User:YULdigitalpreservation/UsesSoftware

Software Used in Scientific Research edit

This page is a planning document for research we aim to present at WikidataCon.

YUL goal edit

The digital preservation department would like to provide evidence as part of our rationale for decisions about which types of scientific software to prioritize for preservation by the library.

Taking the set of scientific publications in PubMed (or some subset of these papers) we would like to see what pieces of software are mentioned in these research paper.

Exploratory work edit

In Semantic Annotation of Data Processing Pipelines in Scientific Publications (Q30098399), the researchers have exposed their data via a SPARQL endpoint here.

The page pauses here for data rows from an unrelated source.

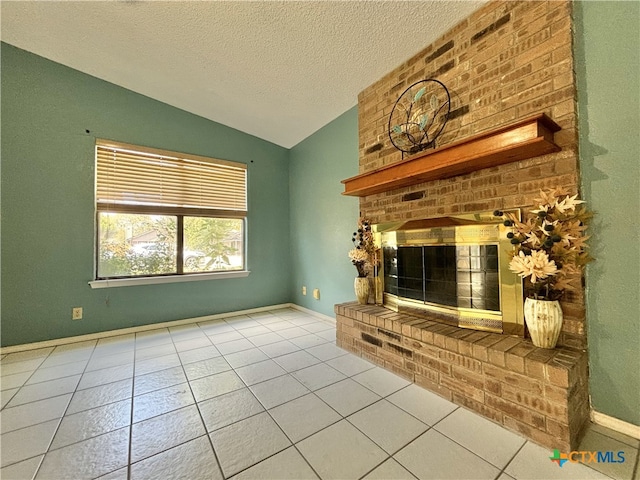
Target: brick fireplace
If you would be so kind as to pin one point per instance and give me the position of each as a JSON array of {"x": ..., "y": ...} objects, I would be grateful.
[{"x": 507, "y": 62}]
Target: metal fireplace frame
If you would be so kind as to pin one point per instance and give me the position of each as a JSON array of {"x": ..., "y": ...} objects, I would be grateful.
[{"x": 468, "y": 229}]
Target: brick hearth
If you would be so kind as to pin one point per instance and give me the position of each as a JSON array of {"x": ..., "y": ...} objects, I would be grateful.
[{"x": 539, "y": 393}]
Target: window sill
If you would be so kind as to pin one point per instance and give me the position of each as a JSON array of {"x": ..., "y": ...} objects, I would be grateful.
[{"x": 130, "y": 282}]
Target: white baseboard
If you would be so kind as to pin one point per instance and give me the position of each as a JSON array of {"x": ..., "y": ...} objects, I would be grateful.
[
  {"x": 315, "y": 314},
  {"x": 144, "y": 328},
  {"x": 616, "y": 424}
]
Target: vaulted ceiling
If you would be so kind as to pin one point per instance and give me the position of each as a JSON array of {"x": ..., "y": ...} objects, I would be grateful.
[{"x": 279, "y": 70}]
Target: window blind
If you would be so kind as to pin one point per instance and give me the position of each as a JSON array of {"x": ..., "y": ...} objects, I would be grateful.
[{"x": 138, "y": 178}]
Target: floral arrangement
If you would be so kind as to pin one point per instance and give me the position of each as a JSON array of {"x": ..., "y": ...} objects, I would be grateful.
[
  {"x": 363, "y": 248},
  {"x": 551, "y": 246}
]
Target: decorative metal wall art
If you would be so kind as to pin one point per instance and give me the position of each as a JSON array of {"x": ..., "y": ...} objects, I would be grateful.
[{"x": 419, "y": 116}]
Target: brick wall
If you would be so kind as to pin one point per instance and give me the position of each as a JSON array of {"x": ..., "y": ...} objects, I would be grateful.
[
  {"x": 539, "y": 393},
  {"x": 507, "y": 61}
]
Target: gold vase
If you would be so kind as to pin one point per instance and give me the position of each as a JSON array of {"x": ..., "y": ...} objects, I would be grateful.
[
  {"x": 361, "y": 287},
  {"x": 544, "y": 321}
]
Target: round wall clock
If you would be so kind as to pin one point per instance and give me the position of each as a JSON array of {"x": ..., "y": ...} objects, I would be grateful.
[{"x": 419, "y": 116}]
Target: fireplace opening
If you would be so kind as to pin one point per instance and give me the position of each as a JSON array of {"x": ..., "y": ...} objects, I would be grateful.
[
  {"x": 463, "y": 276},
  {"x": 453, "y": 270}
]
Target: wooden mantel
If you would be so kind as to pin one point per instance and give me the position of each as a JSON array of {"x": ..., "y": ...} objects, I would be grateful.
[{"x": 524, "y": 139}]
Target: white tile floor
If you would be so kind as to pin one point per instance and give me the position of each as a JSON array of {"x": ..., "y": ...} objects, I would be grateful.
[{"x": 266, "y": 396}]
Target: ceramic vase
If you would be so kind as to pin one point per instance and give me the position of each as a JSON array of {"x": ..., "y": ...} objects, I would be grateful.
[
  {"x": 361, "y": 286},
  {"x": 544, "y": 321}
]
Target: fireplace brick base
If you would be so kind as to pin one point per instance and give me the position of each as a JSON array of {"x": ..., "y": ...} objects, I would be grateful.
[{"x": 541, "y": 394}]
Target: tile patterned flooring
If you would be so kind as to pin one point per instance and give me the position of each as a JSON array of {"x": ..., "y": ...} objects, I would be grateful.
[{"x": 264, "y": 396}]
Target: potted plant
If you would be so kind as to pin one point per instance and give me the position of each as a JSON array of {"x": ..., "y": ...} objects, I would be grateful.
[
  {"x": 361, "y": 255},
  {"x": 550, "y": 251}
]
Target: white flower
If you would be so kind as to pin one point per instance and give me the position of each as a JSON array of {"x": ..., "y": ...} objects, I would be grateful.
[
  {"x": 543, "y": 208},
  {"x": 358, "y": 255},
  {"x": 537, "y": 265},
  {"x": 569, "y": 203}
]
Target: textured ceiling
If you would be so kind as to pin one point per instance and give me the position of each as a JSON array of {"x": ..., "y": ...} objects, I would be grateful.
[{"x": 279, "y": 70}]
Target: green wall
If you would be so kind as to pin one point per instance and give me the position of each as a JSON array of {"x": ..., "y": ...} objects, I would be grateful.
[
  {"x": 607, "y": 47},
  {"x": 48, "y": 204},
  {"x": 322, "y": 220}
]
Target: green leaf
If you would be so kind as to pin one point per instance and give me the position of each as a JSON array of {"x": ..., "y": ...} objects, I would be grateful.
[{"x": 419, "y": 94}]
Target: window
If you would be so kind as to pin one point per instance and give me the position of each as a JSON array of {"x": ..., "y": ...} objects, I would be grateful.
[{"x": 167, "y": 213}]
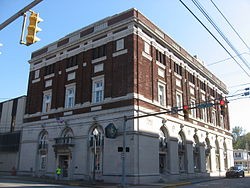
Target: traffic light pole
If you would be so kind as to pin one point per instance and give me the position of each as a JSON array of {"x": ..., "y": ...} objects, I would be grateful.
[
  {"x": 18, "y": 14},
  {"x": 23, "y": 27}
]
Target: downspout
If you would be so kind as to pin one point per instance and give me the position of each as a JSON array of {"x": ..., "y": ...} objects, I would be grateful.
[{"x": 137, "y": 102}]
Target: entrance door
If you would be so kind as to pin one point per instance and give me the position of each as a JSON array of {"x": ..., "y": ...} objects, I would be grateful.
[
  {"x": 64, "y": 164},
  {"x": 162, "y": 163}
]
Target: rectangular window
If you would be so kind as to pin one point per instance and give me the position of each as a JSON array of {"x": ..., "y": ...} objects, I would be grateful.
[
  {"x": 147, "y": 48},
  {"x": 119, "y": 44},
  {"x": 193, "y": 110},
  {"x": 70, "y": 97},
  {"x": 160, "y": 57},
  {"x": 191, "y": 78},
  {"x": 161, "y": 94},
  {"x": 213, "y": 118},
  {"x": 71, "y": 62},
  {"x": 202, "y": 86},
  {"x": 178, "y": 69},
  {"x": 49, "y": 69},
  {"x": 98, "y": 90},
  {"x": 43, "y": 162},
  {"x": 47, "y": 102},
  {"x": 222, "y": 121},
  {"x": 179, "y": 100},
  {"x": 37, "y": 73},
  {"x": 99, "y": 52}
]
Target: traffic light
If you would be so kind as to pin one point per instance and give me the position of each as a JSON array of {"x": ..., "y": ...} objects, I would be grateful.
[
  {"x": 31, "y": 37},
  {"x": 222, "y": 107},
  {"x": 186, "y": 112}
]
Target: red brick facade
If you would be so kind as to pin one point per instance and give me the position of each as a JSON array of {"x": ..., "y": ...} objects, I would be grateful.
[{"x": 128, "y": 73}]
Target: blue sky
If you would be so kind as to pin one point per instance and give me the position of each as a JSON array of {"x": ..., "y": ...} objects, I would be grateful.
[{"x": 62, "y": 17}]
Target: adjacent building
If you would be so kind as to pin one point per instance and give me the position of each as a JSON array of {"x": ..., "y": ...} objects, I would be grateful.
[
  {"x": 241, "y": 158},
  {"x": 11, "y": 121},
  {"x": 88, "y": 87}
]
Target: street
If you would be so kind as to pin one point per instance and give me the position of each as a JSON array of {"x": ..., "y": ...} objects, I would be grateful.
[
  {"x": 24, "y": 184},
  {"x": 225, "y": 183},
  {"x": 215, "y": 183}
]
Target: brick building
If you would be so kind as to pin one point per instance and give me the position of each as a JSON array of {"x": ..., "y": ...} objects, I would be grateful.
[
  {"x": 81, "y": 87},
  {"x": 11, "y": 121}
]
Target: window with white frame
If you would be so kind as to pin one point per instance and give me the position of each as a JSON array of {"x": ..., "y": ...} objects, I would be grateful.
[
  {"x": 70, "y": 96},
  {"x": 204, "y": 114},
  {"x": 179, "y": 100},
  {"x": 161, "y": 94},
  {"x": 222, "y": 121},
  {"x": 146, "y": 47},
  {"x": 43, "y": 159},
  {"x": 213, "y": 118},
  {"x": 193, "y": 110},
  {"x": 119, "y": 44},
  {"x": 47, "y": 101},
  {"x": 98, "y": 90},
  {"x": 37, "y": 73}
]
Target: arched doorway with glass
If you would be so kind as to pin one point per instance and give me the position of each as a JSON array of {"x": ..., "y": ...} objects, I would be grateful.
[
  {"x": 217, "y": 155},
  {"x": 63, "y": 148},
  {"x": 196, "y": 154},
  {"x": 208, "y": 154},
  {"x": 96, "y": 140},
  {"x": 182, "y": 152},
  {"x": 42, "y": 153},
  {"x": 163, "y": 151},
  {"x": 225, "y": 156}
]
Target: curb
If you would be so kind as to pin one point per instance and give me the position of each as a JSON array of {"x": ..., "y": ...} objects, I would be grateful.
[{"x": 177, "y": 184}]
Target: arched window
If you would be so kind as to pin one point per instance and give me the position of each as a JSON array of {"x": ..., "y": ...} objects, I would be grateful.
[
  {"x": 67, "y": 136},
  {"x": 43, "y": 140},
  {"x": 96, "y": 141},
  {"x": 225, "y": 155},
  {"x": 217, "y": 155},
  {"x": 196, "y": 153},
  {"x": 163, "y": 151},
  {"x": 163, "y": 141},
  {"x": 42, "y": 151},
  {"x": 182, "y": 152},
  {"x": 207, "y": 152}
]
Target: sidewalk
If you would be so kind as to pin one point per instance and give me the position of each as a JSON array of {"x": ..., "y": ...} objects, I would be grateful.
[{"x": 113, "y": 185}]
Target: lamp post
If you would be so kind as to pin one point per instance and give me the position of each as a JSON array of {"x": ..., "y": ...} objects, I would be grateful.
[
  {"x": 247, "y": 148},
  {"x": 95, "y": 136}
]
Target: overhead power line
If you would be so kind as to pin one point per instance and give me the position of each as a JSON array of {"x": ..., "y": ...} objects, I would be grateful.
[
  {"x": 225, "y": 59},
  {"x": 230, "y": 24},
  {"x": 213, "y": 36},
  {"x": 205, "y": 13}
]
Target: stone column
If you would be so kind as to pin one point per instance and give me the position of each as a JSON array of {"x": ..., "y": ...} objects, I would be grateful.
[
  {"x": 202, "y": 157},
  {"x": 221, "y": 159},
  {"x": 213, "y": 159},
  {"x": 189, "y": 157},
  {"x": 173, "y": 156}
]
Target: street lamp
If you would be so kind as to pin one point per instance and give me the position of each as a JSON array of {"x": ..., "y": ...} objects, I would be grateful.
[{"x": 95, "y": 137}]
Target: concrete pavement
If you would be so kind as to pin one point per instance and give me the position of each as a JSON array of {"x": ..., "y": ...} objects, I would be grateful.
[{"x": 162, "y": 184}]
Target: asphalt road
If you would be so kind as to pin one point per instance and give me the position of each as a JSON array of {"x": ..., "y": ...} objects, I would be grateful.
[
  {"x": 222, "y": 183},
  {"x": 29, "y": 184}
]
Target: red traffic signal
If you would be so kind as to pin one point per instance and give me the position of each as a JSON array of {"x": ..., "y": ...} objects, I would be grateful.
[
  {"x": 186, "y": 112},
  {"x": 222, "y": 102}
]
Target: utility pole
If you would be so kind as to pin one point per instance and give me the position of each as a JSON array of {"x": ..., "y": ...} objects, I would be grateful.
[
  {"x": 247, "y": 148},
  {"x": 19, "y": 13}
]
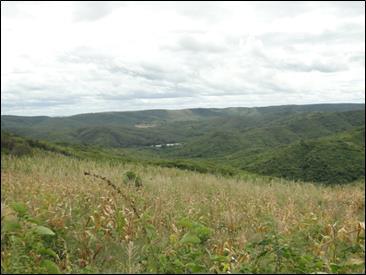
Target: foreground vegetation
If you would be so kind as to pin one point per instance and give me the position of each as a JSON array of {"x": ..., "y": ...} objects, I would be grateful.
[
  {"x": 57, "y": 218},
  {"x": 319, "y": 143}
]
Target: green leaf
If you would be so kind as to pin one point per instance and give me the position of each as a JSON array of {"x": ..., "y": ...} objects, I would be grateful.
[
  {"x": 50, "y": 267},
  {"x": 49, "y": 252},
  {"x": 190, "y": 238},
  {"x": 11, "y": 225},
  {"x": 43, "y": 231},
  {"x": 19, "y": 208}
]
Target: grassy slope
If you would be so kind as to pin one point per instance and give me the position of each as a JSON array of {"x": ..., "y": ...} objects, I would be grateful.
[{"x": 185, "y": 222}]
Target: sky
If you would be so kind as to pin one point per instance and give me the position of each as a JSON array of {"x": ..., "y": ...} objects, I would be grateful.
[{"x": 65, "y": 58}]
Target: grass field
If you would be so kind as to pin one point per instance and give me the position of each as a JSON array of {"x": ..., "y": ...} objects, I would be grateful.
[{"x": 56, "y": 219}]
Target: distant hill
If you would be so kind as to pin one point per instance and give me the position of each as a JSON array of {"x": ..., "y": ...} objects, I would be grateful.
[{"x": 304, "y": 142}]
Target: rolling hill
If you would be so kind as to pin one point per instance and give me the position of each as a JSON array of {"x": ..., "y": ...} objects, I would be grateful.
[{"x": 301, "y": 142}]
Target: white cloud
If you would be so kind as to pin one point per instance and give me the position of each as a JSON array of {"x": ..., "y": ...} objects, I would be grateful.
[{"x": 61, "y": 58}]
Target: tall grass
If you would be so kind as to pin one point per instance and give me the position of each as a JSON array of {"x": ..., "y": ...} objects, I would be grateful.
[{"x": 186, "y": 222}]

Using the following query:

PREFIX dms: <https://github.com/mesbahs/DMS/blob/master/dms.owl#>
PREFIX dc: <http://purl.org/dc/elements/1.1/>
PREFIX rdf: <http://www.w3.org/1999/02/22-rdf-syntax-ns#>
PREFIX prov:<http://www.w3.org/ns/prov#>
 
SELECT distinct ?papername ?softname
 WHERE {
 ?paper dms:describesExperiment ?experiment. 
 ?experiment dms:usedSoftware ?software.
 ?software prov:value ?softname.
 ?paper dc:title ?papername
 }

We get a set of results about which software is mentioned in which papers from their data set (proceedings of 4 semantic web conferences).

Using OpenRefine to reconcile against Wikidata items that are instances of software (Q7397) we get these results relationships between papers and pieces of software that already have items in Wikdiata.

Related Work edit

Draft Proposal for Submission edit

  • increasing awareness of the value of software citation
  • demonstration of a method for how to automatically identify, structure and publish statements documenting which software has been reported to have been used in which publication
  • role Wikidata could play in how this could be cultivated